Santa Barbara, the stunningly beautiful California Central Coast city of 90,000, just 100 miles north of Los Angeles, is putting itself on the startup map. Hundreds of entrepreneurs, mentors and financiers are lending the human spark, technical knowhow, and capital to make this beach town more celebrated for its economic pulse than its waves. Meet Kyle Ashby, Alex Kehaya, and Jason Spievak, three business leaders at the forefront of Santa Barbara’s transformation, embodying a textbook example of how the spirit of entrepreneurism and the building blocks of startup culture catch fire in a city or town.
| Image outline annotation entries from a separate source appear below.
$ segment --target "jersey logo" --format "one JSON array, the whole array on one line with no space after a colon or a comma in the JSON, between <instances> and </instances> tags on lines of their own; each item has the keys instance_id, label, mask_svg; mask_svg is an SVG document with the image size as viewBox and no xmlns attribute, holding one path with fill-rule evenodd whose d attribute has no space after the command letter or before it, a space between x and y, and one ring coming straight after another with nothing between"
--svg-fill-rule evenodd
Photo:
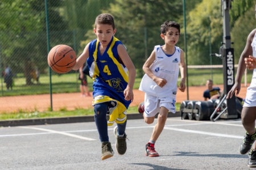
<instances>
[{"instance_id":1,"label":"jersey logo","mask_svg":"<svg viewBox=\"0 0 256 170\"><path fill-rule=\"evenodd\" d=\"M178 61L177 61L177 58L175 58L172 61L172 62L175 62L175 63L177 63Z\"/></svg>"},{"instance_id":2,"label":"jersey logo","mask_svg":"<svg viewBox=\"0 0 256 170\"><path fill-rule=\"evenodd\" d=\"M155 72L158 72L158 71L159 71L160 68L159 67L157 67L156 69L155 69Z\"/></svg>"}]
</instances>

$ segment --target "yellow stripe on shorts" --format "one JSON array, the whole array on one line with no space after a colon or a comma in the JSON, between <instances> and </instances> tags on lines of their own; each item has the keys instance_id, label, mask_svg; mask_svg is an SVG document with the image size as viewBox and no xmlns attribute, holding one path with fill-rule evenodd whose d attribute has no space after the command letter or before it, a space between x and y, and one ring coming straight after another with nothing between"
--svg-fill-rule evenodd
<instances>
[{"instance_id":1,"label":"yellow stripe on shorts","mask_svg":"<svg viewBox=\"0 0 256 170\"><path fill-rule=\"evenodd\" d=\"M120 101L108 96L99 95L93 99L93 105L108 101L114 102L115 105L109 108L109 120L108 121L108 126L112 126L115 122L117 124L123 124L127 118L126 108Z\"/></svg>"}]
</instances>

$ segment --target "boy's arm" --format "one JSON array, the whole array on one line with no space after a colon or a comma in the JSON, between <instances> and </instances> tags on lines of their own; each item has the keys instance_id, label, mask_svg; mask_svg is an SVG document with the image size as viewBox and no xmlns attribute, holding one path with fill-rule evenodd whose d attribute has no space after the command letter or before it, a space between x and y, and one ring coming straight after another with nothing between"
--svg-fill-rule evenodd
<instances>
[{"instance_id":1,"label":"boy's arm","mask_svg":"<svg viewBox=\"0 0 256 170\"><path fill-rule=\"evenodd\" d=\"M136 76L136 70L134 65L131 61L131 60L128 55L126 49L123 45L118 45L117 46L117 52L120 59L122 60L122 62L125 65L129 72L128 84L126 88L123 91L123 94L125 97L125 99L127 101L130 100L133 101L133 88Z\"/></svg>"},{"instance_id":2,"label":"boy's arm","mask_svg":"<svg viewBox=\"0 0 256 170\"><path fill-rule=\"evenodd\" d=\"M249 58L245 58L245 62L248 69L253 70L256 69L256 58L253 56L249 56Z\"/></svg>"},{"instance_id":3,"label":"boy's arm","mask_svg":"<svg viewBox=\"0 0 256 170\"><path fill-rule=\"evenodd\" d=\"M76 59L76 63L73 67L72 70L77 70L79 69L82 65L85 62L87 58L89 57L89 45L88 43L84 49L82 53Z\"/></svg>"},{"instance_id":4,"label":"boy's arm","mask_svg":"<svg viewBox=\"0 0 256 170\"><path fill-rule=\"evenodd\" d=\"M147 75L151 78L159 86L163 87L167 83L167 81L162 78L160 78L156 76L150 70L150 66L155 60L155 49L152 52L150 56L146 61L143 65L142 69Z\"/></svg>"},{"instance_id":5,"label":"boy's arm","mask_svg":"<svg viewBox=\"0 0 256 170\"><path fill-rule=\"evenodd\" d=\"M82 73L82 66L79 68L79 74L80 79L82 79L84 77L84 73Z\"/></svg>"},{"instance_id":6,"label":"boy's arm","mask_svg":"<svg viewBox=\"0 0 256 170\"><path fill-rule=\"evenodd\" d=\"M236 95L237 95L241 89L241 82L243 73L246 69L246 65L245 63L245 58L248 57L253 53L253 48L251 48L251 44L253 41L253 37L256 32L256 29L253 30L248 35L247 37L246 45L243 49L242 54L241 54L240 58L239 59L238 67L237 68L237 75L236 76L236 80L234 86L233 86L231 90L226 95L226 99L232 97L233 95L237 91Z\"/></svg>"},{"instance_id":7,"label":"boy's arm","mask_svg":"<svg viewBox=\"0 0 256 170\"><path fill-rule=\"evenodd\" d=\"M187 77L187 67L185 61L184 60L184 52L180 49L180 75L181 76L181 81L180 82L180 87L179 89L184 92L186 89L186 85L185 82L186 82Z\"/></svg>"}]
</instances>

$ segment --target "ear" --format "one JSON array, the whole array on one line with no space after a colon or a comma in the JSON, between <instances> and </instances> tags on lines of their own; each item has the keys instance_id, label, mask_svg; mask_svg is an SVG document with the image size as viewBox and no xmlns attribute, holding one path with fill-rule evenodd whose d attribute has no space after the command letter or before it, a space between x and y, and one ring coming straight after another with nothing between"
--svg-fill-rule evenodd
<instances>
[{"instance_id":1,"label":"ear","mask_svg":"<svg viewBox=\"0 0 256 170\"><path fill-rule=\"evenodd\" d=\"M113 34L115 35L115 32L117 32L117 29L116 28L114 29L113 32Z\"/></svg>"}]
</instances>

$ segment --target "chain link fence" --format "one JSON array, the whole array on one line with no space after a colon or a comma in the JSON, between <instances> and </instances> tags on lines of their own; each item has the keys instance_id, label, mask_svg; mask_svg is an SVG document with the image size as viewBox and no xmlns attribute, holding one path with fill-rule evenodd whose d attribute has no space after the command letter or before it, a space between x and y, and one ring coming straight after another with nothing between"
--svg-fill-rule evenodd
<instances>
[{"instance_id":1,"label":"chain link fence","mask_svg":"<svg viewBox=\"0 0 256 170\"><path fill-rule=\"evenodd\" d=\"M51 71L50 84L48 42L50 49L65 44L79 56L86 44L96 38L93 31L95 18L106 12L111 2L110 0L1 1L0 97L50 94L50 87L52 93L80 92L77 71L57 74ZM182 10L179 12L176 15L182 16ZM164 43L160 37L160 25L131 27L127 29L129 26L123 27L125 23L122 19L118 20L117 16L115 19L115 36L127 47L137 69L137 76L142 77L142 65L154 46ZM177 45L184 50L183 43L184 35L181 33ZM92 91L92 80L87 80Z\"/></svg>"}]
</instances>

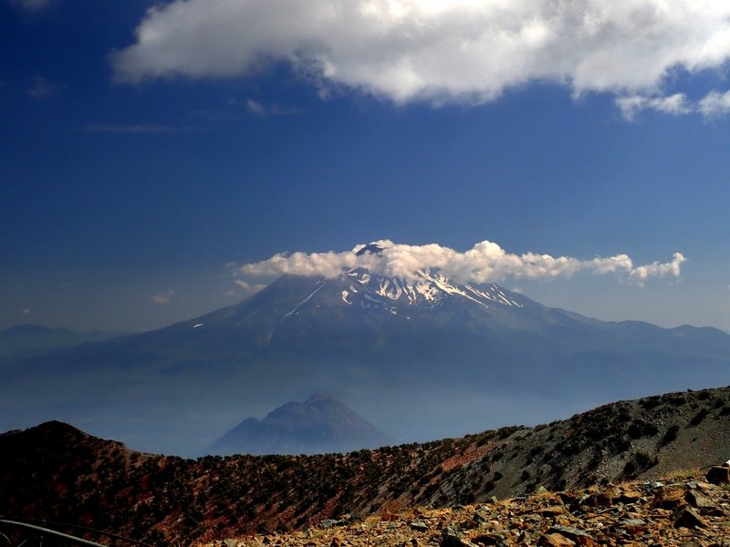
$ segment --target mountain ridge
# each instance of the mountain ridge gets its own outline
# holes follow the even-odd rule
[[[193,454],[241,416],[326,391],[402,442],[474,431],[482,416],[486,425],[534,424],[611,399],[730,383],[730,335],[721,331],[601,322],[436,275],[288,274],[163,329],[4,361],[0,428],[84,420],[141,449]]]
[[[345,513],[485,503],[541,487],[590,506],[585,496],[599,493],[582,489],[725,461],[729,427],[730,387],[346,455],[182,459],[135,452],[57,421],[0,435],[0,514],[162,545],[303,530]]]

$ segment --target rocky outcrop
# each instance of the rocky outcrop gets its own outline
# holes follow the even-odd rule
[[[700,472],[448,509],[410,508],[336,528],[230,539],[232,547],[719,547],[730,537],[730,491]],[[418,521],[418,526],[413,522]],[[228,544],[228,543],[226,543]],[[206,547],[219,547],[214,542]]]

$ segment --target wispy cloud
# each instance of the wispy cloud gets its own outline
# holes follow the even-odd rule
[[[268,118],[269,116],[293,116],[304,112],[301,108],[286,108],[276,103],[265,105],[253,98],[246,99],[245,108],[249,112],[260,118]]]
[[[157,294],[152,294],[150,296],[150,299],[158,305],[167,305],[172,302],[172,299],[175,297],[174,291],[171,291],[168,289],[167,291],[162,291],[162,293],[158,293]]]
[[[176,133],[187,131],[164,125],[136,124],[136,125],[103,125],[89,124],[82,128],[88,133]]]
[[[49,82],[42,76],[36,76],[33,78],[33,84],[28,89],[28,95],[36,99],[47,98],[57,95],[61,89],[63,89],[63,86]]]
[[[730,113],[730,91],[710,91],[699,100],[690,100],[684,93],[667,97],[631,95],[616,98],[616,105],[626,119],[633,120],[643,110],[664,114],[701,114],[704,119],[717,118]]]
[[[262,262],[244,264],[236,269],[242,285],[254,280],[266,283],[284,274],[318,275],[333,278],[344,269],[368,268],[379,275],[414,278],[419,271],[438,270],[460,282],[489,283],[506,279],[554,279],[571,277],[579,272],[594,274],[618,274],[630,283],[642,285],[650,277],[678,278],[682,264],[686,261],[675,253],[668,263],[636,265],[627,254],[607,258],[579,259],[570,256],[554,257],[549,254],[506,253],[497,243],[481,242],[465,252],[431,243],[406,245],[383,240],[377,242],[381,253],[357,253],[363,245],[351,251],[328,253],[278,253]]]
[[[650,96],[677,68],[725,65],[730,4],[173,0],[149,9],[136,35],[111,55],[117,82],[238,77],[285,62],[325,94],[395,103],[486,102],[533,81]]]
[[[56,0],[11,0],[11,4],[29,12],[39,12],[55,4]]]

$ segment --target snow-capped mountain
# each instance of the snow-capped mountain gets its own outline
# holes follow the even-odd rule
[[[0,430],[62,419],[196,453],[242,416],[327,391],[396,440],[422,440],[726,384],[730,335],[716,329],[607,323],[433,270],[360,267],[283,275],[163,329],[2,362]]]

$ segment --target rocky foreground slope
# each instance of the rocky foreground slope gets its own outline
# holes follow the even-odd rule
[[[474,505],[386,510],[365,519],[347,515],[303,532],[228,538],[204,547],[721,547],[728,540],[730,490],[695,472]]]
[[[307,530],[342,514],[367,519],[417,506],[452,508],[449,514],[461,521],[466,513],[459,511],[466,510],[454,509],[458,505],[497,509],[508,507],[506,499],[543,489],[575,491],[725,461],[728,430],[730,387],[622,401],[536,428],[503,428],[347,455],[182,459],[132,452],[50,422],[0,436],[0,515],[83,524],[159,544]],[[640,493],[645,498],[641,503],[654,499],[652,492]],[[709,495],[724,508],[723,492]],[[495,504],[494,498],[502,501]],[[633,507],[639,502],[631,501]],[[566,507],[575,503],[563,500]],[[618,503],[623,503],[619,512],[633,519],[629,501],[620,499],[600,509],[606,510],[601,516]],[[581,505],[590,507],[579,498]],[[506,510],[512,511],[507,516],[522,511],[513,509]],[[555,521],[561,526],[582,518],[573,511],[553,512],[556,519],[565,517]],[[656,520],[661,514],[645,516]],[[724,521],[708,521],[719,526]],[[533,528],[541,526],[536,522]],[[428,526],[426,532],[440,530]]]

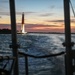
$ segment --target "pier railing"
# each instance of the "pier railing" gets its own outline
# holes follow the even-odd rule
[[[56,53],[56,54],[50,54],[50,55],[43,55],[43,56],[35,56],[35,55],[30,55],[30,54],[26,54],[23,52],[19,52],[19,55],[25,57],[25,75],[29,75],[29,71],[28,71],[28,57],[32,57],[32,58],[48,58],[48,57],[55,57],[55,56],[59,56],[59,55],[63,55],[65,54],[65,52],[60,52],[60,53]]]

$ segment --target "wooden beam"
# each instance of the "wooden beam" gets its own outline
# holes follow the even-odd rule
[[[19,75],[16,16],[15,16],[15,0],[9,0],[9,5],[10,5],[10,16],[11,16],[12,50],[13,50],[13,56],[16,57],[13,75]]]
[[[66,75],[73,75],[72,70],[72,54],[71,54],[71,27],[70,27],[70,0],[64,0],[64,19],[65,19],[65,47],[66,47],[66,56],[65,56],[65,66],[66,66]]]

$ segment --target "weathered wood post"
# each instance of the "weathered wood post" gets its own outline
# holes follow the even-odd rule
[[[16,57],[13,75],[19,75],[17,30],[16,30],[16,16],[15,16],[15,0],[9,0],[9,4],[10,4],[11,34],[12,34],[12,45],[11,45],[11,47],[12,47],[12,50],[13,50],[13,56]]]
[[[64,44],[66,47],[65,66],[66,66],[66,75],[73,75],[69,2],[70,0],[64,0],[64,20],[65,20],[65,43]]]

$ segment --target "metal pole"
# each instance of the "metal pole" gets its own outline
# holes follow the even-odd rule
[[[73,75],[72,71],[72,47],[71,47],[71,29],[70,29],[70,0],[64,0],[64,19],[65,19],[65,46],[66,46],[66,75]]]
[[[14,66],[14,75],[19,75],[18,71],[18,46],[17,46],[17,32],[16,32],[16,17],[15,17],[15,0],[9,0],[10,15],[11,15],[11,33],[12,33],[12,50],[13,56],[16,57]]]

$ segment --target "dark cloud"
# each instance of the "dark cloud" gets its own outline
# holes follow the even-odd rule
[[[46,22],[64,22],[64,20],[46,20]]]
[[[52,16],[53,13],[45,13],[45,14],[40,14],[39,16],[42,16],[42,17],[46,17],[46,16]]]
[[[60,22],[60,23],[63,23],[64,20],[46,20],[46,22],[55,22],[55,23]],[[74,22],[75,23],[75,20],[74,19],[71,19],[71,22]]]
[[[54,9],[55,5],[49,6],[49,9]]]
[[[0,15],[7,15],[7,16],[9,16],[10,14],[9,14],[9,12],[0,12]]]

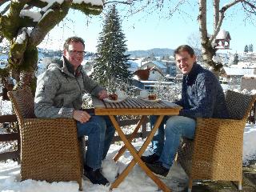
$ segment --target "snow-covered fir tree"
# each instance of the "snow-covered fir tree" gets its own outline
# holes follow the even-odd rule
[[[127,82],[131,74],[128,70],[129,55],[126,37],[122,30],[121,21],[116,7],[113,6],[104,21],[99,34],[92,77],[102,86],[108,86],[110,79]]]

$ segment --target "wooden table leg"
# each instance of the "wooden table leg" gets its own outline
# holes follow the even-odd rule
[[[115,127],[116,130],[118,131],[120,138],[123,141],[126,145],[126,147],[130,152],[131,155],[134,157],[134,159],[130,162],[130,164],[126,166],[124,171],[118,176],[118,178],[112,183],[110,186],[110,190],[113,188],[118,187],[118,186],[123,181],[123,179],[128,175],[130,170],[135,166],[136,162],[142,167],[142,169],[146,172],[146,174],[151,178],[151,179],[162,189],[163,191],[170,192],[170,190],[157,177],[155,176],[153,172],[145,165],[145,163],[142,161],[140,157],[146,150],[147,146],[150,142],[151,139],[153,138],[154,133],[158,130],[158,126],[160,126],[162,120],[164,115],[160,115],[154,124],[150,134],[149,134],[148,138],[146,139],[144,144],[138,152],[134,146],[131,145],[130,142],[126,138],[126,135],[123,134],[122,130],[121,130],[120,126],[118,126],[117,121],[115,120],[113,115],[110,115],[111,122]],[[137,154],[138,153],[138,154]]]
[[[143,115],[139,122],[138,122],[136,128],[134,129],[134,132],[131,134],[131,135],[129,137],[128,141],[129,142],[131,142],[131,141],[134,139],[134,138],[136,136],[139,128],[141,128],[142,124],[146,120],[146,115]],[[118,154],[114,156],[114,161],[117,162],[119,158],[122,156],[122,154],[126,151],[126,145],[124,145],[118,152]]]

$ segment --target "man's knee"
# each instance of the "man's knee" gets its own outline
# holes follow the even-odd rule
[[[180,134],[182,130],[180,130],[180,123],[182,122],[182,119],[179,118],[178,116],[172,116],[170,117],[166,125],[166,134]]]
[[[91,118],[92,122],[95,124],[97,129],[101,133],[105,133],[106,128],[105,119],[101,116],[92,116]]]

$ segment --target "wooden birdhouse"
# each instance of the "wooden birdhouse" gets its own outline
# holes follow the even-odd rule
[[[221,30],[215,38],[215,49],[230,50],[230,34],[228,31]]]

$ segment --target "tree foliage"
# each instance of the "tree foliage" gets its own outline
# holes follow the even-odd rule
[[[1,1],[0,39],[7,39],[10,46],[8,66],[0,69],[4,86],[7,86],[10,74],[21,86],[29,85],[33,88],[38,62],[37,46],[66,17],[70,9],[78,10],[86,14],[99,14],[103,5],[94,5],[93,2],[82,2],[78,4],[70,0]]]
[[[248,46],[247,45],[245,46],[245,49],[244,49],[243,52],[248,53]]]
[[[122,82],[130,78],[126,42],[118,12],[113,6],[106,16],[99,34],[92,74],[94,79],[102,85],[108,86],[111,79]]]

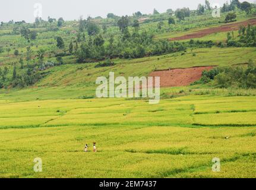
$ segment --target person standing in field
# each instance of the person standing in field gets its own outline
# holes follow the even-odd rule
[[[96,142],[93,142],[93,152],[94,152],[94,153],[97,152]]]
[[[86,144],[84,147],[84,151],[87,153],[88,151],[88,145]]]

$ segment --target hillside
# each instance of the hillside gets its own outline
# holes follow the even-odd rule
[[[2,22],[0,178],[255,178],[249,5]],[[110,72],[160,77],[159,103],[97,98]]]

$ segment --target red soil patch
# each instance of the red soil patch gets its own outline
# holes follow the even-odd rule
[[[191,39],[193,38],[200,38],[207,36],[208,34],[214,34],[218,32],[238,30],[241,26],[246,26],[248,24],[250,24],[251,25],[256,25],[256,18],[252,18],[239,23],[225,24],[219,27],[203,29],[193,33],[188,34],[182,36],[171,38],[169,39],[169,40],[172,41],[175,41]]]
[[[203,71],[209,71],[214,67],[214,66],[195,66],[157,71],[151,72],[150,76],[160,77],[160,87],[179,87],[188,86],[199,80],[202,77]]]

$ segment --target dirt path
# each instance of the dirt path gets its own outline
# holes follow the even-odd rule
[[[188,86],[199,80],[203,71],[209,71],[214,67],[214,66],[195,66],[157,71],[151,72],[150,76],[160,77],[160,87],[179,87]]]
[[[218,32],[238,30],[239,30],[239,27],[241,26],[246,26],[248,24],[251,24],[251,25],[256,25],[256,18],[252,18],[252,19],[249,19],[248,20],[242,21],[242,22],[239,22],[239,23],[224,24],[224,25],[222,25],[217,27],[211,28],[203,29],[203,30],[198,31],[197,32],[192,33],[191,34],[188,34],[182,36],[170,38],[169,39],[169,40],[171,41],[187,40],[187,39],[191,39],[193,38],[202,37],[207,36],[208,34],[214,34]]]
We’ve come to expect startup success stories from the traditional urban tech epicenters of entrepreneurism and finance: Silicon Valley, San Francisco, London, Paris, Berlin, Tel Aviv, Singapore, and Sao Paulo.  But these major cities (or regions) are but one model for cultivating innovation. The entrepreneurial and tech wave hitting this upscale beach town mirrors the momentum sweeping other smaller cities around the US – such as Iowa’s “Creative Corridor”, the financial services hub in Little Rock, Arkansas, or Portland, Maine’s craft and maker culture – providing lessons on how the spirit of entrepreneurism spreads and proliferates organically under favorable conditions.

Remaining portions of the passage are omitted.